2021 Fall GAPNA Newsletter Volume 40 Number 3

Community Living Centers in the VHA System

By Ladsine Taylor, MSN, GNP-BC, CDP

 The Veterans Health Administration (VHA) Community Living Center (CLC) is a skilled nursing home. Its mission is to restore the Veteran to his or her highest level of physical and cognitive function, prevent further declines in health, and provide comfort at the end of life – all within a Veteran-centered, home-like environment (U.S. Department of Veterans Affairs [VA], 2016a).

During the late 1990s and early 2000s, the VHA transitioned to this care model from a more medical model to keep pace with changes occurring in community nursing homes.

Under this model, CLCs reflect a home-like environment emphasizing the interaction of residents, families, and friends as much as possible. There are over 134 CLCs across the nation, including Puerto Rico, Hawaii, and Alaska.

They vary in the population they serve, services provided, and staffing. Services may include but are not limited to: access to social workers, psychologist, 24-hour skilled nursing care, restorative care, short stay rehabilitation, geriatric evaluation and management, mental health recovery care, special care for Veterans with dementia or other cognitive disorders, respite care, hospice, and palliative care for individuals at the end of life (VA, 2016a; 2016b).

VHA CLCs differ from community nursing homes. The major difference is the centralized structure of the VHA system. Whereas community nursing homes may be privately owned or part of a larger corporation, in the VHA, CLCs are part of a larger integrated healthcare system.

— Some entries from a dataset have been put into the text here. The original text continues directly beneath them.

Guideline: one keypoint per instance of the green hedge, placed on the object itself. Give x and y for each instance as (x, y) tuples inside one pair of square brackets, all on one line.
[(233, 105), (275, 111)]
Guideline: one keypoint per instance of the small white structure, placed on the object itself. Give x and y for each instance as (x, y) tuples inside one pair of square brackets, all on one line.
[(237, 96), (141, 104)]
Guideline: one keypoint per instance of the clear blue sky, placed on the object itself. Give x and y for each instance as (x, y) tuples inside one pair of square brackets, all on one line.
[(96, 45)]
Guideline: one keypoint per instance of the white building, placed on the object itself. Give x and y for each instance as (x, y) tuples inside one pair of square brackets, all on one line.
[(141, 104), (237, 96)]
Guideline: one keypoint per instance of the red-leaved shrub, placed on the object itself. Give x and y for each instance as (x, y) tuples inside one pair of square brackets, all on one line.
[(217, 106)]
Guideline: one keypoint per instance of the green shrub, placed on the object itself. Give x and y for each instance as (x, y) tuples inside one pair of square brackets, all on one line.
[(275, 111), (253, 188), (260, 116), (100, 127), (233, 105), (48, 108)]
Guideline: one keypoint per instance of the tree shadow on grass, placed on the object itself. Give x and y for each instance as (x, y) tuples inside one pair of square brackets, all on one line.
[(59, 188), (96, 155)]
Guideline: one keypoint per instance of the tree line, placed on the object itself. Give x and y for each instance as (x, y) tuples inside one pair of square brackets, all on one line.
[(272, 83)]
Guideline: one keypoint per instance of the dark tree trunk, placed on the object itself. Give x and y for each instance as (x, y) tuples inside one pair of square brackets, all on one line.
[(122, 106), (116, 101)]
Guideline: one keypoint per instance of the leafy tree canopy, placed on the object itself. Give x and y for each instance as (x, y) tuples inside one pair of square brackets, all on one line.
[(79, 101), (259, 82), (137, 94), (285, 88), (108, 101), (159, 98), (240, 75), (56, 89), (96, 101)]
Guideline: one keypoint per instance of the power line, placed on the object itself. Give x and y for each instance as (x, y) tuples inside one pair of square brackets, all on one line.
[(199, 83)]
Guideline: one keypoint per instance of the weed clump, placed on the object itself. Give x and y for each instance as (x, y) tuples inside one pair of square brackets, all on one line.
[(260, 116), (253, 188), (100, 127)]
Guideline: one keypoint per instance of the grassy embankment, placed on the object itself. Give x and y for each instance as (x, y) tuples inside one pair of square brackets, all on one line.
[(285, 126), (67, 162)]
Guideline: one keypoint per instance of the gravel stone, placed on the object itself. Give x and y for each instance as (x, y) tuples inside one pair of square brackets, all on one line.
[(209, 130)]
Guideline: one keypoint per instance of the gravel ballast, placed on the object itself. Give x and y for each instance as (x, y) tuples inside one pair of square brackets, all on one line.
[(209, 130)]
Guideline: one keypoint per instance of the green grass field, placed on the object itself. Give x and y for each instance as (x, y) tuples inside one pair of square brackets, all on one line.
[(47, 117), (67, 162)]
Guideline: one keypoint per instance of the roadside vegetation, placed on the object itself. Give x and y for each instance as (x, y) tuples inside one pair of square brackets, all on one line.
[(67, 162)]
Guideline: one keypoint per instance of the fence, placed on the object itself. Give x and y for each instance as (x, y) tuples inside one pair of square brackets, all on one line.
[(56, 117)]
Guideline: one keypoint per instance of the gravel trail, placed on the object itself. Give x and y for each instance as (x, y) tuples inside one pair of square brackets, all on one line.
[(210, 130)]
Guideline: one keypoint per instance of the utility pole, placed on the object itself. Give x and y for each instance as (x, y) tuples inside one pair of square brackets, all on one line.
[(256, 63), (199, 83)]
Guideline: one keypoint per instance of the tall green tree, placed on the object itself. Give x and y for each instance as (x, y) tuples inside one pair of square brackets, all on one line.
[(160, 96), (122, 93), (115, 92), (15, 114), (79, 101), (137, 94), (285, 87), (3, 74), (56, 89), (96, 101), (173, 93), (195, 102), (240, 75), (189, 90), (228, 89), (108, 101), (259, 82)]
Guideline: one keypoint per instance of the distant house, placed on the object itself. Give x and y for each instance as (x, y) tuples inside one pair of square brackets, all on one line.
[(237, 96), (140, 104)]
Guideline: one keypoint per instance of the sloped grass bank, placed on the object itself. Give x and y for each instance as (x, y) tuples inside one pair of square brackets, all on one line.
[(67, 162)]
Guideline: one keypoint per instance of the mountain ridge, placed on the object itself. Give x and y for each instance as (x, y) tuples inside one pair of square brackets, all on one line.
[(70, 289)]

Residents are mostly male compared to the resident population in community nursing homes. Finally, Veterans enjoy a sense of community and camaraderie being together and sharing experiences with one another (VA, 2016a). Residents in VHA CLCs typically can have a more diverse and complex disease profile for their illness compared to residents in the community, such as amputation and traumatic brain injury.

Some services provided in CLCs may not always be found in community nursing homes such as Veteran-specific mental health care and behavioral health.

CLC care is structured based on the Holistic Approach to Transformational Change (HATCh) model. The model consists of six interrelated domains that result in personal, community, organizational, and systemwide changes necessary for the transition from institutional to individual care.

Three domains overlap in the areas of work practice, care practice, and environmental care with the Veteran resident being at the center. Surrounding these domains are leadership, community, and regulations (standards and laws). For example, rather than formal nursing stations, the model encourages facilities to be creative in designing their facility layout to allow for a home-like environment for the Veteran resident and working staff (VA, 2016a). In most traditional institutional care models, residents follow the facility’s structured program (VA, 2016b). With this cultural transformation, the HATCh model allows for mealtime flexibility and accessibility to snacks and beverages throughout the day.

Recreational activities, rehabilitation therapy, activities of daily living, and sleep schedules are centered around the Veteran’s preferences (Gourley, 2018). Emphasis is placed on assuring Veterans and their families have a voice in their care to facilitate quality of life.

Eligibility in VHA CLCs is based on clinical need and setting availability. The VHA provides CLC care depending upon eligibility criteria involving service-connected disability status, level of actual disability, and income. Veterans must have a 70% service-connected disability, or a 60% service-connected disability and be unemployable.

Veterans may also be eligible for short-stay rehabilitation services (<90 days) if they require such care for a service-connected condition. Veterans not meeting any of the criteria may be admitted based upon available resources allocated to the facility.

Veterans and their families are encouraged to consult with VHA, social workers, and case managers who may assist the individual or provider in determining possible eligibility for services in VHA CLC. To find a VA location or ask a question, call MyVA311; 844-698-2311.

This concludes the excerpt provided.